Until this legal gap is addressed, the Federal Fire Service must rely on the strength of its leadership. That leadership now sits on the shoulders of Samuel Adeyemi Olumode.
The role of the Controller General is not merely to manage emergencies; it is to prevent them through strong regulation, unflinching enforcement, and a culture of safety. Functional, in-house firefighting systems including trained personnel, early detection technology, routine inspections, and rapid response infrastructure must be mandatory in all public and commercial buildings.
This goes beyond the installation of fire extinguishers and smoke detectors. It means ensuring they work, and that people know how to use them. It means enforcing regular fire drills, establishing response teams, and conducting surprise audits. It means punishing organisations that put lives and property at risk through negligence or cost-cutting. It also means educating the public on fire safety practices and encouraging state governments to adopt stricter building codes and inspection regimes. No building, regardless of prestige or ownership, should be exempt from compliance.

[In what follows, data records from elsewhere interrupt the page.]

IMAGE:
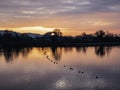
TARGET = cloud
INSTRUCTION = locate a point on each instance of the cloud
(72, 13)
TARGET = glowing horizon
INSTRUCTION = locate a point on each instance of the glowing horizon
(71, 16)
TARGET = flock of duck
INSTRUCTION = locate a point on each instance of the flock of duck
(70, 68)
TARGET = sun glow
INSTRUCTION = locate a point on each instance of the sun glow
(31, 29)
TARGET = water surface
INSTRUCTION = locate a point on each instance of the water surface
(60, 68)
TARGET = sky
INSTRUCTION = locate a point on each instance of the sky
(71, 16)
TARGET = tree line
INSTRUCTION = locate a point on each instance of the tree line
(55, 38)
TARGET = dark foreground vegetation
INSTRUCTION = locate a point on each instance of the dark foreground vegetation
(55, 38)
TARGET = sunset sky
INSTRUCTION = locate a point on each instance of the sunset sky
(71, 16)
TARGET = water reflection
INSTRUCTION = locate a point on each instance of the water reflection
(11, 54)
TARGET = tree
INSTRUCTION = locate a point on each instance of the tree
(100, 33)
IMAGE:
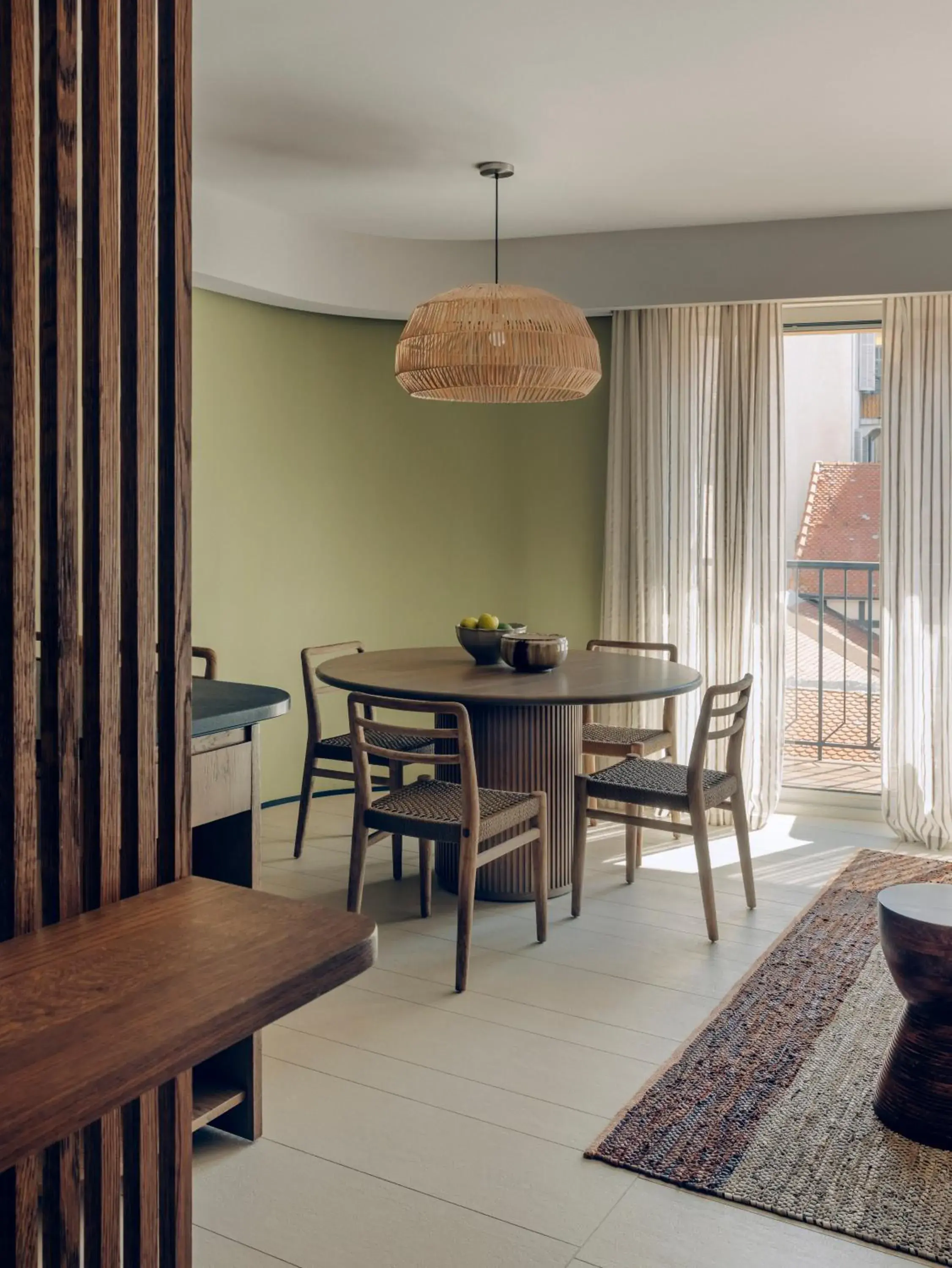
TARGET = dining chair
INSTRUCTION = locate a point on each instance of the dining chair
(458, 813)
(599, 741)
(691, 789)
(336, 749)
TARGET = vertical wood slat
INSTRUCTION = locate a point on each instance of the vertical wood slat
(101, 452)
(59, 490)
(174, 439)
(139, 317)
(174, 139)
(139, 442)
(140, 1123)
(60, 864)
(18, 712)
(19, 1186)
(101, 787)
(175, 1172)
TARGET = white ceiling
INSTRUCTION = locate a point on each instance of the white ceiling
(368, 115)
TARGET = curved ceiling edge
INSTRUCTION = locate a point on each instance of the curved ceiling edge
(262, 254)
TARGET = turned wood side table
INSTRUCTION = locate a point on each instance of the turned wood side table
(914, 1092)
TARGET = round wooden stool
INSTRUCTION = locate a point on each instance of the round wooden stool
(914, 1093)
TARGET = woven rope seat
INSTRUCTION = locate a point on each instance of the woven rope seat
(338, 747)
(433, 809)
(599, 735)
(644, 783)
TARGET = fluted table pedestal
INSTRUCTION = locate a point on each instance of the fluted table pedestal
(523, 749)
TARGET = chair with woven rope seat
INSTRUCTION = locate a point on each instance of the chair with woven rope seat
(600, 741)
(336, 749)
(461, 814)
(690, 789)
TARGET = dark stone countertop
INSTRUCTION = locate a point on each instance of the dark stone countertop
(219, 705)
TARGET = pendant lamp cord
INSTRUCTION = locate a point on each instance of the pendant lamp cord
(497, 227)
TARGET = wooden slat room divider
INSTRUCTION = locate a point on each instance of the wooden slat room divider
(96, 434)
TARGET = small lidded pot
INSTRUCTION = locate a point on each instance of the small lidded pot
(534, 653)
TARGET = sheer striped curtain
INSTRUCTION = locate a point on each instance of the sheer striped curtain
(695, 551)
(917, 567)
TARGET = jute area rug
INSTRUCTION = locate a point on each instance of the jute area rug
(770, 1102)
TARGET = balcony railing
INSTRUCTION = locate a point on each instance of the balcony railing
(833, 667)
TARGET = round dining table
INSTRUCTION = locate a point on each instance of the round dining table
(526, 732)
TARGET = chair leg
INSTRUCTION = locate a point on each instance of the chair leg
(307, 784)
(633, 851)
(396, 782)
(358, 861)
(465, 910)
(675, 814)
(738, 809)
(588, 769)
(540, 872)
(699, 827)
(427, 877)
(581, 840)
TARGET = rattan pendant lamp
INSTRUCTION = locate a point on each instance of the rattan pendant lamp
(497, 343)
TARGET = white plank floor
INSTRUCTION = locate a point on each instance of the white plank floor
(414, 1128)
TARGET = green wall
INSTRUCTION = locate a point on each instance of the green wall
(329, 505)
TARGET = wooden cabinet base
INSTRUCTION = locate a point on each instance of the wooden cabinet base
(226, 846)
(914, 1093)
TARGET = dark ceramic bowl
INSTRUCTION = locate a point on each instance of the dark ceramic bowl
(483, 646)
(534, 653)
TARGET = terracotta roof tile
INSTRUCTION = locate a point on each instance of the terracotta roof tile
(841, 522)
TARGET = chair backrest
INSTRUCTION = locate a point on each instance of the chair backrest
(619, 646)
(314, 686)
(453, 745)
(720, 722)
(211, 660)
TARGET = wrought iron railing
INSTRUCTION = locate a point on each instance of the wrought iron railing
(842, 598)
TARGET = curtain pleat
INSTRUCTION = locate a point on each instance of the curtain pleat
(695, 551)
(917, 567)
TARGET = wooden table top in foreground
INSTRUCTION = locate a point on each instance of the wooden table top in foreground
(451, 674)
(99, 1008)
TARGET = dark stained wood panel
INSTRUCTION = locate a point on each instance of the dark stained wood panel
(102, 1157)
(101, 452)
(59, 487)
(139, 442)
(174, 438)
(117, 1001)
(175, 1172)
(19, 1186)
(18, 722)
(19, 1214)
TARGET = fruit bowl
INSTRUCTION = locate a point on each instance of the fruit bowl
(483, 646)
(533, 653)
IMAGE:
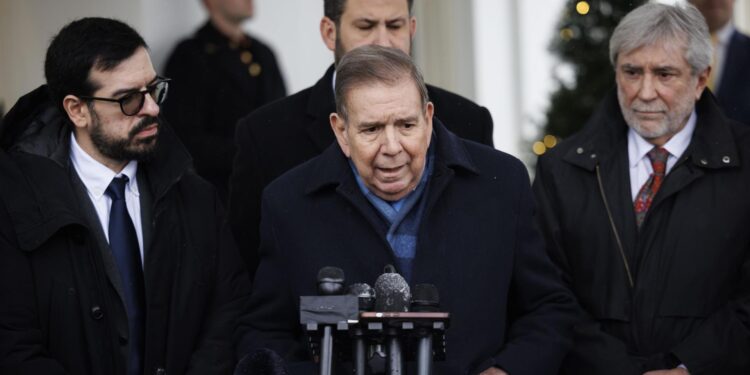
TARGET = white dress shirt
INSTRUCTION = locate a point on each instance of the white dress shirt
(97, 177)
(638, 148)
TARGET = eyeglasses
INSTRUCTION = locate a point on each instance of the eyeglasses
(132, 103)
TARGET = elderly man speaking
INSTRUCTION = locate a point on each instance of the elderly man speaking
(647, 210)
(398, 188)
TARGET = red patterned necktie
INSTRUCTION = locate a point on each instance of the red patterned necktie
(658, 157)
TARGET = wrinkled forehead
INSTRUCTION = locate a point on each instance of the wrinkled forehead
(133, 73)
(668, 50)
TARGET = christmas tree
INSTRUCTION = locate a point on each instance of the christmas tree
(582, 45)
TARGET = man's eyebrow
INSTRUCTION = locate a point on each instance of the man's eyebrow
(369, 124)
(131, 89)
(407, 119)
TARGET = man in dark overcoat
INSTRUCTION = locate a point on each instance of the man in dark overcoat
(284, 134)
(646, 210)
(399, 188)
(219, 75)
(113, 256)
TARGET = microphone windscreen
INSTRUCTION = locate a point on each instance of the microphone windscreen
(261, 362)
(425, 298)
(393, 294)
(330, 281)
(365, 294)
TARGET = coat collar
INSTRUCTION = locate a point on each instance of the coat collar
(712, 145)
(331, 169)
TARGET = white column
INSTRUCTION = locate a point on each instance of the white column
(496, 68)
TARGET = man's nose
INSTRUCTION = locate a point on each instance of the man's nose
(647, 89)
(391, 142)
(150, 108)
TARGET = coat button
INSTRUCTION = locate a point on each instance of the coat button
(97, 313)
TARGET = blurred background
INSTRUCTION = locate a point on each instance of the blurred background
(524, 60)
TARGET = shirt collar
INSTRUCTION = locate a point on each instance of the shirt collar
(95, 175)
(638, 147)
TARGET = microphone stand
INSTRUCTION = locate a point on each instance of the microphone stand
(326, 347)
(424, 353)
(360, 351)
(395, 364)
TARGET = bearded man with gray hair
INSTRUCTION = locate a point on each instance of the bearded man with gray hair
(646, 210)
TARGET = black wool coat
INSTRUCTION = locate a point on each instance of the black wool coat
(61, 311)
(215, 83)
(478, 243)
(690, 261)
(286, 133)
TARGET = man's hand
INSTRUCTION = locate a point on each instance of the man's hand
(674, 371)
(497, 371)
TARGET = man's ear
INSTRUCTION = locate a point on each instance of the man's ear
(77, 110)
(428, 112)
(339, 129)
(412, 26)
(328, 32)
(703, 82)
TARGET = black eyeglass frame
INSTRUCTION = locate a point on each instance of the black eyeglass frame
(150, 89)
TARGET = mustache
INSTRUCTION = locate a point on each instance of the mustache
(146, 122)
(640, 107)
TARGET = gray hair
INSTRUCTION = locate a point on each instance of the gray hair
(654, 23)
(372, 64)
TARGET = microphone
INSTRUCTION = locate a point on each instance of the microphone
(330, 281)
(426, 299)
(393, 295)
(366, 297)
(392, 291)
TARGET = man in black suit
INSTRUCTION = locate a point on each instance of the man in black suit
(219, 75)
(114, 255)
(279, 136)
(731, 67)
(645, 210)
(398, 188)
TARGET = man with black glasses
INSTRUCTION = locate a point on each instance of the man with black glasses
(115, 261)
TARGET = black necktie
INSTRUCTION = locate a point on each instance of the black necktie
(127, 254)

The UBA fire is more than just another news headline. It is a wake-up call. It presents Controller General Olumode with the opportunity to define his tenure from day one, not with words, but with action. If his office fails to sanction UBA or any other institution found wanting in this incident, it will send the wrong signal: that enforcement remains weak, and that business as usual can continue.
But if he acts decisively, if he conducts a transparent investigation, enforces sanctions, and mandates audits of similar high-risk buildings he will instantly shift the narrative. Nigerians will begin to believe that the Fire Service is no longer a passive responder but an active guardian of public safety.
The flames that engulfed the UBA building should ignite something more powerful: a commitment to never allow such preventable disasters to happen again. And that commitment must start with the Federal Fire Service, under the leadership of Samuel Adeyemi Olumode.
Now is not the time for politics, bureaucracy, or excuses. Now is the time for enforcement. Nigeria cannot afford to wait for the next fire to act.